ZITATDiese Nicht-Information kann durchaus den Effekt haben Banding zu unterdrücken - aber denselben Effekt würde man durch gezieltes Dithern erreichen.[/quote]
Eine Form von Dithering würde ich in der Kompression auf die Wahl des Minimum-Wertes des jeweiligen Fensters anwenden, um einen durch den Algorithmus bedingten möglichen systematischen Fehler zu verdecken. Ob Sony sowas zur Anwendung bringt, wissen wir natürlich nicht - unsere ad-hoc-Kompression oben weist sowas natürlich noch nicht auf.
Dithering sollte meines Erachtens darüber hinaus auch nach der Expansion im Raw-Converter erfolgen.
ZITATDer Ansatz scheint besser als befürchtet, aber mein Bauchgefühl wäre einfach beruhigter, wenn man auch einfach eine "dumme" Repräsentation einstellen könnte. Vermutlich würde ich aber trotzdem auf cRAW weiter fotografieren.[/quote]
Mir geht es ähnlich:
Ich finde es gut, daß es cRAW gibt, obwohl wir oben ja gesehen haben, daß das Verfahren nicht verlustlos arbeitet und sich durchaus noch weiter verbessern ließe, indem bislang ungenutzte Parameterkonstellationen adaptiv für eine höhere Genauigkeit genutzt würden.

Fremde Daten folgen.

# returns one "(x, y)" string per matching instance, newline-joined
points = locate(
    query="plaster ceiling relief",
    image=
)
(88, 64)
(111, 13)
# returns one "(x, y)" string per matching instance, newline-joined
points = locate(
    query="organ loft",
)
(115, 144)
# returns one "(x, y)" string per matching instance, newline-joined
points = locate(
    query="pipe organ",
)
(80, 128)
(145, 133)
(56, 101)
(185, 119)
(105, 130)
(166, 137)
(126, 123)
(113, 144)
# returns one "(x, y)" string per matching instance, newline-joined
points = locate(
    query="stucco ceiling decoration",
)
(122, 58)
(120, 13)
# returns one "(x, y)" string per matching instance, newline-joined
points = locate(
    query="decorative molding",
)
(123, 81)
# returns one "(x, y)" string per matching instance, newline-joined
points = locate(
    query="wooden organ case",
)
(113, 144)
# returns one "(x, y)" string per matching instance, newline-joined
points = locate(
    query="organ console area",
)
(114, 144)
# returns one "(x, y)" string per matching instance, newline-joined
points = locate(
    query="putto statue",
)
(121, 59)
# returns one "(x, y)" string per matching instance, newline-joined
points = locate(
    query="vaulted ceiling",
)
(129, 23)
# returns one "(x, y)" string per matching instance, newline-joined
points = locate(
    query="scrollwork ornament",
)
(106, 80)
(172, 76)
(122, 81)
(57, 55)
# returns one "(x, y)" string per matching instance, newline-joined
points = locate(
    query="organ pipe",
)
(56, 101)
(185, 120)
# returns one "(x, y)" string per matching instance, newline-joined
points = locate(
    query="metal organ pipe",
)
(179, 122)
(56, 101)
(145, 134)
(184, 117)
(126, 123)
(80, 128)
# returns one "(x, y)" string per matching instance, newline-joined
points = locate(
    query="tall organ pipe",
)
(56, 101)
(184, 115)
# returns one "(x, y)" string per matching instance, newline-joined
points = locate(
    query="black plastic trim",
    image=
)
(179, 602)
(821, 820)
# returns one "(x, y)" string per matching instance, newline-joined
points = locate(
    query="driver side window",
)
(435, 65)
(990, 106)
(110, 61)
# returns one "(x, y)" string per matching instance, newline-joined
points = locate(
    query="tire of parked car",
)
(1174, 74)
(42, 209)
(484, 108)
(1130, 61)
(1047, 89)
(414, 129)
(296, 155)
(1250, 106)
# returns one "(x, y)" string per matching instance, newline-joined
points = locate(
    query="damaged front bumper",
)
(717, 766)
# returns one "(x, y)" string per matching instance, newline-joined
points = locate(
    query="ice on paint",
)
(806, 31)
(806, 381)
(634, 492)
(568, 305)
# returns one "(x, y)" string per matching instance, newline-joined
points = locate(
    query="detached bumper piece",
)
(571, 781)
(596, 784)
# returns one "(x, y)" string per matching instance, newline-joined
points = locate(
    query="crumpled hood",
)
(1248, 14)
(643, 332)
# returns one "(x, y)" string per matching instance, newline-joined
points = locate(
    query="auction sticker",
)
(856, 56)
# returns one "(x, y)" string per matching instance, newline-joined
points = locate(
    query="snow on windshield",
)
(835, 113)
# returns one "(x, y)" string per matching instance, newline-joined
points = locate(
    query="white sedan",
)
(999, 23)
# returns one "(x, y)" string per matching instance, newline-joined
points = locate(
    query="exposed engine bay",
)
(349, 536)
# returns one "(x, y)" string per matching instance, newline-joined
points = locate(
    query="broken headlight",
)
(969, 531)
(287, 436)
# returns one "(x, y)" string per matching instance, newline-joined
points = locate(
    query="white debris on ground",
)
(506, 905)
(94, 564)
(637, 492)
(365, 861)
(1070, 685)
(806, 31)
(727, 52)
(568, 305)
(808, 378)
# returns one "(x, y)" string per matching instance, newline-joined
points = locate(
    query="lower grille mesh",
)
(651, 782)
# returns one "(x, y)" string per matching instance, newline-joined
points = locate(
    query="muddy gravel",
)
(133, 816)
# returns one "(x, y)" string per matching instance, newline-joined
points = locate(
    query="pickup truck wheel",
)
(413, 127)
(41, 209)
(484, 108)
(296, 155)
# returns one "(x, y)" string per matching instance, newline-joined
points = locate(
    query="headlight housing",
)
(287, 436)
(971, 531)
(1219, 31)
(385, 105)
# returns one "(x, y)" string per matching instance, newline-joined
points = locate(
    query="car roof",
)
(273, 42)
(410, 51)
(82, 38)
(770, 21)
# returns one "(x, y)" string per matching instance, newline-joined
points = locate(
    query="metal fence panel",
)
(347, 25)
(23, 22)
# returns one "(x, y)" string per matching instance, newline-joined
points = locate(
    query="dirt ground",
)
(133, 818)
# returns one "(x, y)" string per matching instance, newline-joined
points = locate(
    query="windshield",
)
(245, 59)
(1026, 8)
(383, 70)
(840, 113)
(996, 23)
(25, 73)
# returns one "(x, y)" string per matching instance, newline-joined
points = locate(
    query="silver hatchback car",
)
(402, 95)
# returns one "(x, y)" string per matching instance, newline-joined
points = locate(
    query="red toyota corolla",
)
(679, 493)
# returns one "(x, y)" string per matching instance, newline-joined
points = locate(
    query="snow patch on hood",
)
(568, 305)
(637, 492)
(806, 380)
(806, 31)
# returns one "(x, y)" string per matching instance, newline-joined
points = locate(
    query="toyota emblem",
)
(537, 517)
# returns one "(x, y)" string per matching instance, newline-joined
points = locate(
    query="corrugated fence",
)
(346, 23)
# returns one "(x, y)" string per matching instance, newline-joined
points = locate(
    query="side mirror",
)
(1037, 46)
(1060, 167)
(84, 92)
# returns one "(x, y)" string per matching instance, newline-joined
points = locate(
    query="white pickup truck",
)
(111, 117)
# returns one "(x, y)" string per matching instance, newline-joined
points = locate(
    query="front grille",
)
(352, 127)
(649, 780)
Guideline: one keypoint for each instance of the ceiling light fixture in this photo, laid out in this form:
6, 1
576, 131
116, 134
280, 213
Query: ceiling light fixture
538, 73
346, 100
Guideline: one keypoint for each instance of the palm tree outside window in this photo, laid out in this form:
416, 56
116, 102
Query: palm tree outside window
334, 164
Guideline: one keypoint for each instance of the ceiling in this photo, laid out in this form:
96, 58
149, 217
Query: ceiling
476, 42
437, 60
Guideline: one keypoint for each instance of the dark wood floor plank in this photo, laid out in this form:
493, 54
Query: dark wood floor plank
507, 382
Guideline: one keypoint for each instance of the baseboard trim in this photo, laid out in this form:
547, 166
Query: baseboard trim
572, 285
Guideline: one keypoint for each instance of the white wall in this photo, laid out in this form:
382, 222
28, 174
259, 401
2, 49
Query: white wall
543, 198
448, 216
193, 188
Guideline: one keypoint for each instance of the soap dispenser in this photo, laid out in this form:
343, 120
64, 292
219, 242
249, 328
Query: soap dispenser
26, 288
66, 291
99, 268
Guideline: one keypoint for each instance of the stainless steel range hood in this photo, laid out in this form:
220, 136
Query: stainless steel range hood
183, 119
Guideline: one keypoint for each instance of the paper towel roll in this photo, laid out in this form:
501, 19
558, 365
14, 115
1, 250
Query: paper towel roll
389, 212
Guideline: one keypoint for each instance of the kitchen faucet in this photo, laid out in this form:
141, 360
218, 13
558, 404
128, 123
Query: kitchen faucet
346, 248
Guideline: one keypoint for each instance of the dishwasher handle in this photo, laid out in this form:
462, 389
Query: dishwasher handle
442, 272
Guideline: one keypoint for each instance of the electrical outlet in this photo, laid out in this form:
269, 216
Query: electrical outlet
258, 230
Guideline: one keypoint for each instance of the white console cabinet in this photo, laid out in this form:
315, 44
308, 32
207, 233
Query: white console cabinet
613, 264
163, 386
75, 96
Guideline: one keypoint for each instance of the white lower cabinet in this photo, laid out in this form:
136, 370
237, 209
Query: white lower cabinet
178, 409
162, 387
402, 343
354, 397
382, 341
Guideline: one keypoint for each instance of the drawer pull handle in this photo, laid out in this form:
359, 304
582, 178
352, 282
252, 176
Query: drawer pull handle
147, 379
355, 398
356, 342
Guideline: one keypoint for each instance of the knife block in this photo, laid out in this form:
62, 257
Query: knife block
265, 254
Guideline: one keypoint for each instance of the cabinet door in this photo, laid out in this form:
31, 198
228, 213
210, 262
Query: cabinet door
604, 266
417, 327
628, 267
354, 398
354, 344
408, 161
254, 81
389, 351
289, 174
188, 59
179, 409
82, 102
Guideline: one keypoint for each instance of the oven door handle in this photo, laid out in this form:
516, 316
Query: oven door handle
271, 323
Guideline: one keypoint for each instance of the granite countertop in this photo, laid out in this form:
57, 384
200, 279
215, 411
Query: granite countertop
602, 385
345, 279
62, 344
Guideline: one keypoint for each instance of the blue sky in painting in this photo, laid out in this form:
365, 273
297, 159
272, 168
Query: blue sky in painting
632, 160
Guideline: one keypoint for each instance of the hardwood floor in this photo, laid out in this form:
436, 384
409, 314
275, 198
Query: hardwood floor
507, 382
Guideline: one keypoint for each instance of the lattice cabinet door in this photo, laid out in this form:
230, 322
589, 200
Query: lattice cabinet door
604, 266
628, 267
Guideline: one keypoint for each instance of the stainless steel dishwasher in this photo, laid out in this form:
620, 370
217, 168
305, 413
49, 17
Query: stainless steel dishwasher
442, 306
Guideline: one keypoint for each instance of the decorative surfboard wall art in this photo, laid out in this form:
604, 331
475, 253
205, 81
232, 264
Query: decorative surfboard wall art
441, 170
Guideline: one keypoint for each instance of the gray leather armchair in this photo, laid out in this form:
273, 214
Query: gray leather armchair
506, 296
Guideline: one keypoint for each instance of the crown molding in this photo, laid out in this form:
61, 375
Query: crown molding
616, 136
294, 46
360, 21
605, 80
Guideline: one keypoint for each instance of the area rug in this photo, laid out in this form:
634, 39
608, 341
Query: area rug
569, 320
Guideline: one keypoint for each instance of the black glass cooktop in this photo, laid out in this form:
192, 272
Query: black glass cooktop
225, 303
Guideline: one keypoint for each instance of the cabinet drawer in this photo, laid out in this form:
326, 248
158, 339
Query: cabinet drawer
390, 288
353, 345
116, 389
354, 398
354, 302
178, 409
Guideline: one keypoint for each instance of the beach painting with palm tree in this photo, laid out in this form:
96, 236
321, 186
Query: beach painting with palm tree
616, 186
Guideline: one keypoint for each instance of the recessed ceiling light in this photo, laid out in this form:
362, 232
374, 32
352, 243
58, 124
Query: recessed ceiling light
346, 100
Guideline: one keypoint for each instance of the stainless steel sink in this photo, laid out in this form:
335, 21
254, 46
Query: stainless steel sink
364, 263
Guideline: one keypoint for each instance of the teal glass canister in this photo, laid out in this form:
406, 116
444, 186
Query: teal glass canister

Trotzdem hätte ich gerne die Möglichkeit, komplett verlustfrei zu arbeiten. Dabei darf durchaus eine Kompression zur Anwendung kommen, aber dann bitte eine verlustfreie. Wenn man frühere ARW-Dateien (die noch keine cRAWs waren) z.B. mit einem verlustfrei arbeitenden Dateikompressor wie ZIP komprimiert, stellt man fest, daß sich ähnlich hohe oder gar bessere Kompressionsraten erzielen lassen wie mit Sonys verlustbehaftetem Verfahren. Sicherlich benötigt ein solcher Algorithmus mehr Ressourcen (Rechenzeit und Speicher) als Sonys Algorithmus, der für die parallele Verarbeitung von 128-Bit-breiten Datenströmen in DSPs optimiert ist und somit vermutlich nahezu verzögerungsfrei in Echtzeit arbeitet, aber man kann dem Anwender ja zur Auswahl stellen, ob er für maximale Serienbildgeschwindigkeit verlustbehaftete cRAWs wünscht, oder bei einer etwas langsameren Geschwindigkeit verlustfreie 14-Bit-RAWs mit oder ohne Kompression haben möchte (wobei je nach Speicherkarteninterface, Speicherkarte und Motiv die verlustfreie Speicherung mal ohne, mal mit Kompression schneller sein dürfte). Solange man die verlustfreie Kompression nicht im DSP implementiert, sondern dem Linux-basierten Backend überläßt (und ein kleines Päuschen vor dem Speichern jedes Bildes akzeptiert), wäre das mit minimalem Aufwand zu realisieren.